System Builders: Microsoft Makes Windows XP Downgrades Tough


Microsoft has made it difficult for new PC buyers and channel partners to use Windows XP downgrade rights, system builders say.

At the Redmond, Wash., software giant's system builder summit last week in Phoenix, several channel executives criticized Microsoft's activation requirements, which force partners and customers to call the company to obtain a special override key to activate Windows XP on new PCs with Windows Vista pre-installed.

The intent of activation is to reduce piracy, but requiring customers and partners to call Microsoft and get a unique key to reactivate XP on every new Vista PC purchase frustrates new PC sales and hinders customer migrations to Vista, according to system builders.

Vista's general release came in late January, and the operating system now comes pre-installed on all new Windows PCs. Users can activate the new OS electronically. Typically, though, small and midsize businesses and enterprises wait several months before considering an upgrade to a new OS and tend to use the old platform until all the kinks are worked out and applications are tested.

Microsoft executives said the company is aware of the issue and is working on a solution.

Still, system builders said they're feeling the impact of the problem in the field today, and they gave Microsoft a lot of grief over the downgrade program at the summit.

"There remain more problems with the execution of Vista rather than the quality of the operating system. For instance, the Vista downgrade to XP is pretty much a joke," said one system builder, who requested anonymity. "You cannot market it with an XP system and the activation has to be done manually. What if you
are a customer with a 100 desktops? You'll have to manually key something on each system."

Another system builder said the issue is a problem for Microsoft as well.

"Downgrade rights from Windows 98 or 2000 were much easier because you could install the older operating systems with any valid COA, and it
would work. Obviously, this isn't the case from XP to Vista," said Todd Swank, vice president of marketing at Nor-Tech, Burnsville, Minn.

"It's a real dilemma for Microsoft.

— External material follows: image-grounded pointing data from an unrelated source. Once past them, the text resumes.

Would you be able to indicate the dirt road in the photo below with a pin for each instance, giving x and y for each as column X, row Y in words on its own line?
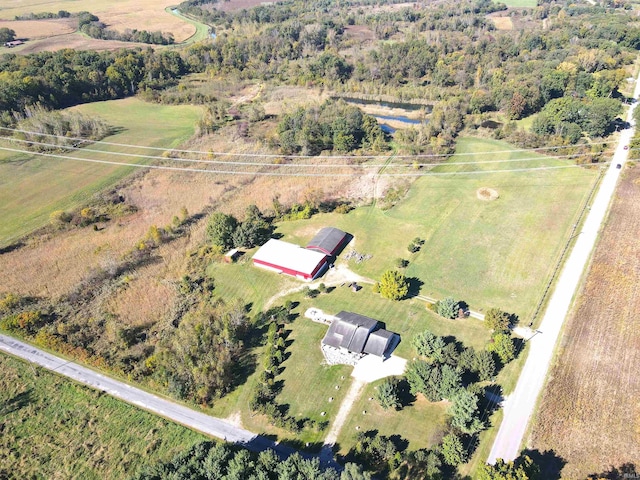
column 519, row 407
column 166, row 408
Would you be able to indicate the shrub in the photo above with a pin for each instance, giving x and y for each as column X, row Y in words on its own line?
column 387, row 394
column 503, row 346
column 402, row 263
column 497, row 320
column 447, row 308
column 393, row 285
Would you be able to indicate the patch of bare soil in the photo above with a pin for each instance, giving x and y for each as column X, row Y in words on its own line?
column 590, row 413
column 487, row 194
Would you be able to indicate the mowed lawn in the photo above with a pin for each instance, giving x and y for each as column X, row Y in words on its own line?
column 55, row 428
column 488, row 253
column 32, row 186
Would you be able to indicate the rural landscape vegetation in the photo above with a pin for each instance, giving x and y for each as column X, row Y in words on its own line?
column 459, row 145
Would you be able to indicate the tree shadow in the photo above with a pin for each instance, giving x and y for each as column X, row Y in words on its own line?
column 16, row 402
column 550, row 463
column 405, row 396
column 415, row 284
column 243, row 368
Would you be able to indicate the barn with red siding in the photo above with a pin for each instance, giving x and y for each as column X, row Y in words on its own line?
column 284, row 257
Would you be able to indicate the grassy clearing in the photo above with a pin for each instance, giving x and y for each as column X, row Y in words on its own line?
column 31, row 187
column 251, row 284
column 201, row 30
column 55, row 428
column 421, row 423
column 496, row 253
column 593, row 387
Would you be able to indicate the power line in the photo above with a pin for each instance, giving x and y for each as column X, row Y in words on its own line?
column 282, row 174
column 290, row 165
column 270, row 155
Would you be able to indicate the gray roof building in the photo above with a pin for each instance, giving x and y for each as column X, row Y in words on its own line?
column 358, row 334
column 378, row 342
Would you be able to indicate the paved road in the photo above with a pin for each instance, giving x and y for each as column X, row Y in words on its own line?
column 170, row 410
column 519, row 407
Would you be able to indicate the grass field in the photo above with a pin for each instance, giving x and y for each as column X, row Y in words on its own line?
column 421, row 423
column 55, row 428
column 497, row 253
column 589, row 413
column 31, row 187
column 117, row 14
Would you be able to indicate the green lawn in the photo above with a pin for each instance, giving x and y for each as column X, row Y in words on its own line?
column 421, row 423
column 497, row 253
column 55, row 428
column 31, row 186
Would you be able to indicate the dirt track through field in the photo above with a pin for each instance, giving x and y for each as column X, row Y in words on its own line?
column 519, row 407
column 590, row 412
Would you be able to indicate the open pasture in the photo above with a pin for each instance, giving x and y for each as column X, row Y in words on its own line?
column 55, row 428
column 488, row 253
column 33, row 186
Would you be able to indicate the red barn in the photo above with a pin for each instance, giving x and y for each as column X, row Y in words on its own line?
column 283, row 257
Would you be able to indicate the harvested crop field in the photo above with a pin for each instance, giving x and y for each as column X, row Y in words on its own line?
column 32, row 29
column 590, row 414
column 75, row 41
column 116, row 14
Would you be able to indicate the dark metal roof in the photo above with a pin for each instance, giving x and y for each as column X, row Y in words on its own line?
column 378, row 342
column 350, row 331
column 328, row 240
column 359, row 340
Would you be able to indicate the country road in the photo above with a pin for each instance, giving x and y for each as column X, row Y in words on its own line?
column 173, row 411
column 519, row 406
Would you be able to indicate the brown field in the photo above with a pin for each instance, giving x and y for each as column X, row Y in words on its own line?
column 590, row 412
column 503, row 23
column 117, row 14
column 75, row 41
column 34, row 29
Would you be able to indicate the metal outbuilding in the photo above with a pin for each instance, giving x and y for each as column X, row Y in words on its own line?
column 357, row 334
column 329, row 240
column 284, row 257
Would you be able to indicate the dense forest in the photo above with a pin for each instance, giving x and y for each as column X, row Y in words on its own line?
column 452, row 57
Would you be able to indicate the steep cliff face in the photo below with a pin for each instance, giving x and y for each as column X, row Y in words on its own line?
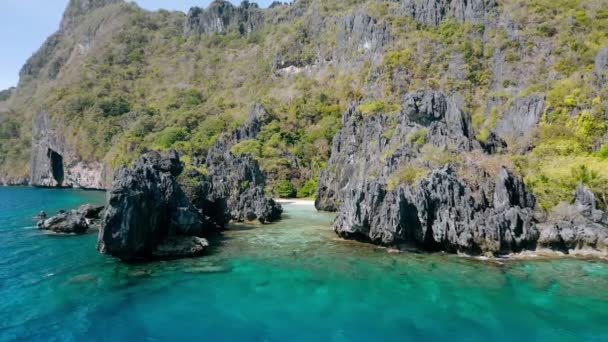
column 361, row 37
column 149, row 216
column 363, row 146
column 221, row 15
column 519, row 122
column 238, row 179
column 55, row 164
column 382, row 198
column 579, row 228
column 601, row 67
column 433, row 12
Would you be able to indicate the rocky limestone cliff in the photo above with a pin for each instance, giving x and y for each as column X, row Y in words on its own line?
column 360, row 148
column 460, row 207
column 452, row 209
column 55, row 164
column 433, row 12
column 361, row 37
column 221, row 15
column 149, row 216
column 239, row 178
column 520, row 120
column 601, row 67
column 578, row 228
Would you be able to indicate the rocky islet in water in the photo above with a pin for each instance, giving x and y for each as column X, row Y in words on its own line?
column 388, row 192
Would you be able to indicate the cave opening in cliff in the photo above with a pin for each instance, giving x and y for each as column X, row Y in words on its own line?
column 56, row 166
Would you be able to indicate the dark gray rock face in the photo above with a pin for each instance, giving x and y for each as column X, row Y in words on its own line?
column 221, row 15
column 70, row 222
column 520, row 120
column 578, row 228
column 433, row 12
column 91, row 211
column 54, row 164
column 442, row 211
column 362, row 148
column 362, row 36
column 601, row 67
column 458, row 208
column 176, row 247
column 239, row 180
column 146, row 205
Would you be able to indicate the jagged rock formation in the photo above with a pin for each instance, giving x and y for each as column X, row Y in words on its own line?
column 466, row 211
column 55, row 164
column 147, row 206
column 459, row 207
column 359, row 148
column 238, row 179
column 601, row 67
column 433, row 12
column 361, row 35
column 221, row 15
column 579, row 228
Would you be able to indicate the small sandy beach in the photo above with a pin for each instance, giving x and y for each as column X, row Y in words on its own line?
column 294, row 201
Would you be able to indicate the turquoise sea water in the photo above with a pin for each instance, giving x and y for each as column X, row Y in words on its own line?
column 289, row 281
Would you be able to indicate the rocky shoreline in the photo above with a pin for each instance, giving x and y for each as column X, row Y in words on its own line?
column 386, row 191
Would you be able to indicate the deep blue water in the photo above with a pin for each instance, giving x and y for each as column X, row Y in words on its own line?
column 290, row 281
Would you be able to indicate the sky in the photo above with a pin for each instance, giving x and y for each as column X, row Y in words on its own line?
column 25, row 24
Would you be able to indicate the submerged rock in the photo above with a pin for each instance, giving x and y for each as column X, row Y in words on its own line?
column 70, row 222
column 91, row 211
column 180, row 247
column 147, row 206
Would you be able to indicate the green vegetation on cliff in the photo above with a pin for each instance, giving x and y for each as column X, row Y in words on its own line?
column 123, row 80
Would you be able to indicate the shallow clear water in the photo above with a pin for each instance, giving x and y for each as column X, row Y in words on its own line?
column 290, row 281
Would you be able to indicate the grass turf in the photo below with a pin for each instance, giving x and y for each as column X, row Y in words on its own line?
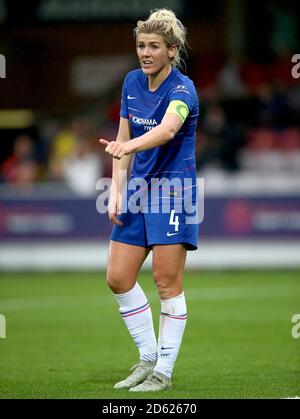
column 65, row 338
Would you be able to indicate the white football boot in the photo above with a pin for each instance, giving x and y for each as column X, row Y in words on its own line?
column 140, row 372
column 155, row 382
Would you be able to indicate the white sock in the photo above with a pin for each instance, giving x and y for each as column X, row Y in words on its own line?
column 171, row 327
column 136, row 313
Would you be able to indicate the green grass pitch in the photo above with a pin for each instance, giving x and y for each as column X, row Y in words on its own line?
column 65, row 338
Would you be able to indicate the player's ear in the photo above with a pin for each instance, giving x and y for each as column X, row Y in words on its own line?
column 172, row 51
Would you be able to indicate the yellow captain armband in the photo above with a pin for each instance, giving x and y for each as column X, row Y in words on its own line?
column 180, row 108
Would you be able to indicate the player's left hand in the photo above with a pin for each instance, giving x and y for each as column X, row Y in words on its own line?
column 115, row 149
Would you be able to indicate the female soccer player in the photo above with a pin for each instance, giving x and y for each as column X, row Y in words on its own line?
column 158, row 119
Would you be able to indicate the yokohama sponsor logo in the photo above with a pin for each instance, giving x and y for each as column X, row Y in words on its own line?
column 142, row 121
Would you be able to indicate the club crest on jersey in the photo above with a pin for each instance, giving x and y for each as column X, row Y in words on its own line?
column 181, row 88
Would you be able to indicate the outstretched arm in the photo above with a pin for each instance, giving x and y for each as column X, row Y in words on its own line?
column 158, row 136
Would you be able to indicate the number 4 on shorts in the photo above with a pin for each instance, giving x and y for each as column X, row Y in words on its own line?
column 174, row 220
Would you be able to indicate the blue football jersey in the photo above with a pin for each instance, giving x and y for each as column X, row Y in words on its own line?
column 145, row 110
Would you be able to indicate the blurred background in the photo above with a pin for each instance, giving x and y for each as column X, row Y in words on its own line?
column 65, row 61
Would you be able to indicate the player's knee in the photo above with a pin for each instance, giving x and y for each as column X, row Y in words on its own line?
column 168, row 286
column 116, row 282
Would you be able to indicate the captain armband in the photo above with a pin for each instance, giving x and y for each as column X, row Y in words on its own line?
column 180, row 108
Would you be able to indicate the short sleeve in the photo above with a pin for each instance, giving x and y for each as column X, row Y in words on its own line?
column 184, row 94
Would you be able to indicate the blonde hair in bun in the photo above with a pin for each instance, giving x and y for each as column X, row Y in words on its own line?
column 165, row 23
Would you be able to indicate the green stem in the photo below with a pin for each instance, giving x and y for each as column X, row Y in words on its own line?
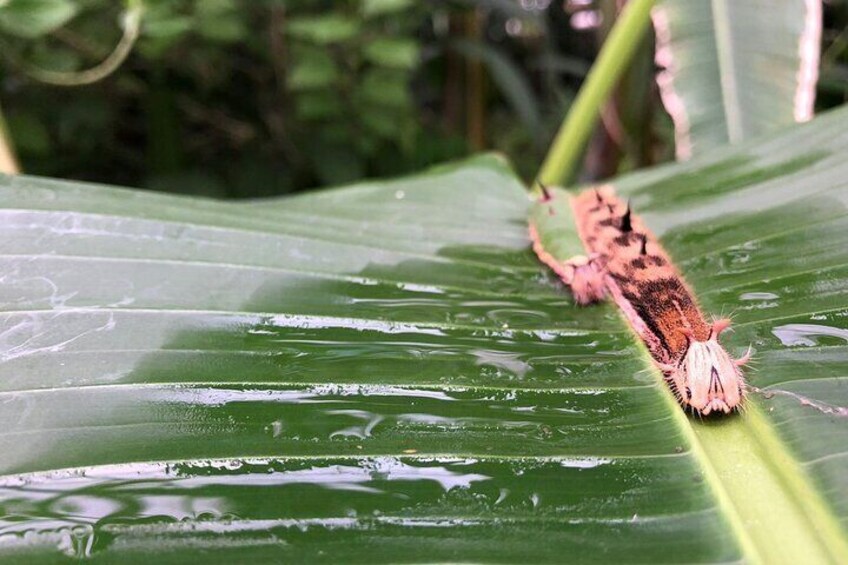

We've heard of some customers getting a new Windows XP COA number when they call the activation line, which creates problems because then customers are basically getting two licenses for the price of one," Swank said.

There is a workaround: Technicians can install XP without a new Certificate of Authenticity using a Volume License CD. Yet system builders are concerned that such a method would look shady to customers, Swank said.

Microsoft is working to resolve the complexities involved in using XP downgrade rights, said John Ball, general manager of U.S. system builders for Microsoft.

"It will be sooner rather than later," Ball said, promising a solution well before the end of the year. "Senior [Microsoft] executives have heard the feedback, and there is a lot of focus on getting this right. It's an issue globally, and we're focused on it."

One system builder in the managed services space views the situation as an opportunity to pitch services to customers.

"I do handle [downgrades] for them, but I don't think it's hard. I guess system builders tend to whine a lot," said David Stinner, president of US itek Group, Buffalo, N.Y. "You can turn it around into an opportunity. We can do downgrade rights for customers, put Vista Business on it and install Windows XP Pro so they have 50 machines. And when they are ready to go to Vista, we'll upgrade them because we have the Vista keys already on it. "

Industry observers said at least some of the difficulties are getting ironed out. For example, some employees in Microsoft's global technical support team told some customers initially after Vista's release that they were not allowed to use downgrade rights to XP at all. But that was incorrect.

"Downgrade has always been a bit of a pain, especially for an operating system. You always had to have a valid CD," said Jeffrey Sherman, president of Warever Computing, Los Angeles. "However, the problem is that XP requires activation, and they won't reactivate a product key that's already been activated. However, the staff in India doesn't seem to have gotten that information, so they simply tell you that they won't activate XP."